“If they should hear any slight sounds of revelry, and try to come upon the scenes, they’ll just find themselves jolly well locked in!” she remarked with gusto.
“Perhaps they’ll think Mademoiselle’s done it!” suggested Ardiune. 102
Preparations for the feast were proceeding briskly. Two beds, pulled into the middle of the room, formed the table, and on these the comestibles were spread forth. The village shops had not offered a very wide range of dainties, but there were sardines, and canned peaches, and biscuits, and three Huntley & Palmer’s cakes, rather dry, because they had been kept in a tin box, probably since last Christmas. The drinkable was lemon kali, served in bedroom tumblers, and stirred up with lead-pencils or tooth-brush handles.
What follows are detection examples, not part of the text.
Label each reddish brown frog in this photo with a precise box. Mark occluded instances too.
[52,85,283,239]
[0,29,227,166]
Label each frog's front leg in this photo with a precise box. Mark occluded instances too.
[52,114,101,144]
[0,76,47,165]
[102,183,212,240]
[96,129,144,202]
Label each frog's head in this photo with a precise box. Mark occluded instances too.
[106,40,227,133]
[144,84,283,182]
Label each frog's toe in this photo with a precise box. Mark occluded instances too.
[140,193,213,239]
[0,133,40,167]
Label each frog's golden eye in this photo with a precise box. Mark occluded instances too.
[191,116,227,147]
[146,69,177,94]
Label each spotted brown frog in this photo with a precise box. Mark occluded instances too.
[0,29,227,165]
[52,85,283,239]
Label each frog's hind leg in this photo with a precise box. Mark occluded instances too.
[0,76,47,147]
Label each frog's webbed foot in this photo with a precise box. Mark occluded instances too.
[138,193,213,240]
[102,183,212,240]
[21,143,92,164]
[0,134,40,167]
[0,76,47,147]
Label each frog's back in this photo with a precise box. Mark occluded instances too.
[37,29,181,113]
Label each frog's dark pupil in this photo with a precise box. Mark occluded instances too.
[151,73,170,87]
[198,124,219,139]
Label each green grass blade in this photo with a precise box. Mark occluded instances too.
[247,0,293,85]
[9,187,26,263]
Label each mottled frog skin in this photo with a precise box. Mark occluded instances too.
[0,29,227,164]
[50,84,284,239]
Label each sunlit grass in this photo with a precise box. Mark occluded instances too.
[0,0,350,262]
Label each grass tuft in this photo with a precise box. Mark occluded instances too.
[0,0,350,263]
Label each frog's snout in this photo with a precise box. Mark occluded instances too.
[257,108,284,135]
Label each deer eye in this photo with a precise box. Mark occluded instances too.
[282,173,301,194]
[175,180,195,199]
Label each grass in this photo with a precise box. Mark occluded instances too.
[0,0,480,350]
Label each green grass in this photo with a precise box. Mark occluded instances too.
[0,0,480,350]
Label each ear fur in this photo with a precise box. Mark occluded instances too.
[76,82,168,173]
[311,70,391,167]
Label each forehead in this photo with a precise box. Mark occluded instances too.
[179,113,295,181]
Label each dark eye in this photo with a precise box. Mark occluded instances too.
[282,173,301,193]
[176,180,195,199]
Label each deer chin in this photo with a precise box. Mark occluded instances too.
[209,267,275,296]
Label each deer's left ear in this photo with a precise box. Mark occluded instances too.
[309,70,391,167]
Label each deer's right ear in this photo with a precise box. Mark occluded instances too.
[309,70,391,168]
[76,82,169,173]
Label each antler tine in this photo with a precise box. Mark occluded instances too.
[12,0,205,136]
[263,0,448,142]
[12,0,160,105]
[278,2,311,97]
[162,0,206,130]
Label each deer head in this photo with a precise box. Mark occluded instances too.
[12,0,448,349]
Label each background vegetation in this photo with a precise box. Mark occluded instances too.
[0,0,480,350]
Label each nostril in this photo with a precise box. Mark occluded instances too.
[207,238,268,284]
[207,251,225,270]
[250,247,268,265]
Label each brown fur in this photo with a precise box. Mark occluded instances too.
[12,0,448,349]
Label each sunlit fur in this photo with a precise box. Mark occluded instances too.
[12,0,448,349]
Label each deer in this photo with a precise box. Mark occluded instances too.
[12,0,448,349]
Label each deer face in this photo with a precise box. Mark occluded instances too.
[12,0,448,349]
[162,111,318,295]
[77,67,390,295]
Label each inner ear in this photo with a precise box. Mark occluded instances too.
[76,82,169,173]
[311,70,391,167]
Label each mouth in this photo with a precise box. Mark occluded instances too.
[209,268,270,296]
Everybody was busy. Morvyth and Valentine were opening the tins with wood-carving implements; Ardiune was performing an abstruse arithmetical calculation as to how to cut up three cakes into nineteen exactly even portions, while Katherine waited with the penknife ready. Even the hitherto irreproachable Maudie Heywood and Cynthia Greene were occupied with scissors, making plates out of sheets of exercise paper. Beds drawn up alongside the impromptu table served for seats, and the girls crowded together as closely as they could. Raymonde and Morvyth, by virtue of their expedition to the shops, were voted mistresses of the ceremonies, and dispensed the provisions. Sardines on biscuits were the first course, followed by canned peaches, the juiciness of which was a decided difficulty, as there was not a solitary spoon with which to fish them up from the tin.
“Never mind, I’ll spear them with a lead-pencil and stick them on biscuits, and you must drink the syrup in the glasses. I dare say it’ll mix all right with lemon kali,” purred Raymonde, thoroughly in her element as hostess. 103
The fun waxed furious, and it only increased when the sardine tin upset in the middle of one of the temporary tables.
“But it’s my bed!” wailed Cynthia Greene.
“Cheer up! Someone’s got to make a sacrifice for the good of the assembly, and you see the lot’s fallen on you,” said Raymonde consolingly. “You ought to be proud to have your bed chosen!”
“I’d just as soon it had been yours!” grumbled Cynthia. “I shan’t like sleeping in a puddle of oil!”
“If you grouse any more, I’ll empty the can of peaches on your pillow, so shut up!” commanded the mistress of the ceremonies. “A beano’s a beano, and we’re going to enjoy ourselves.”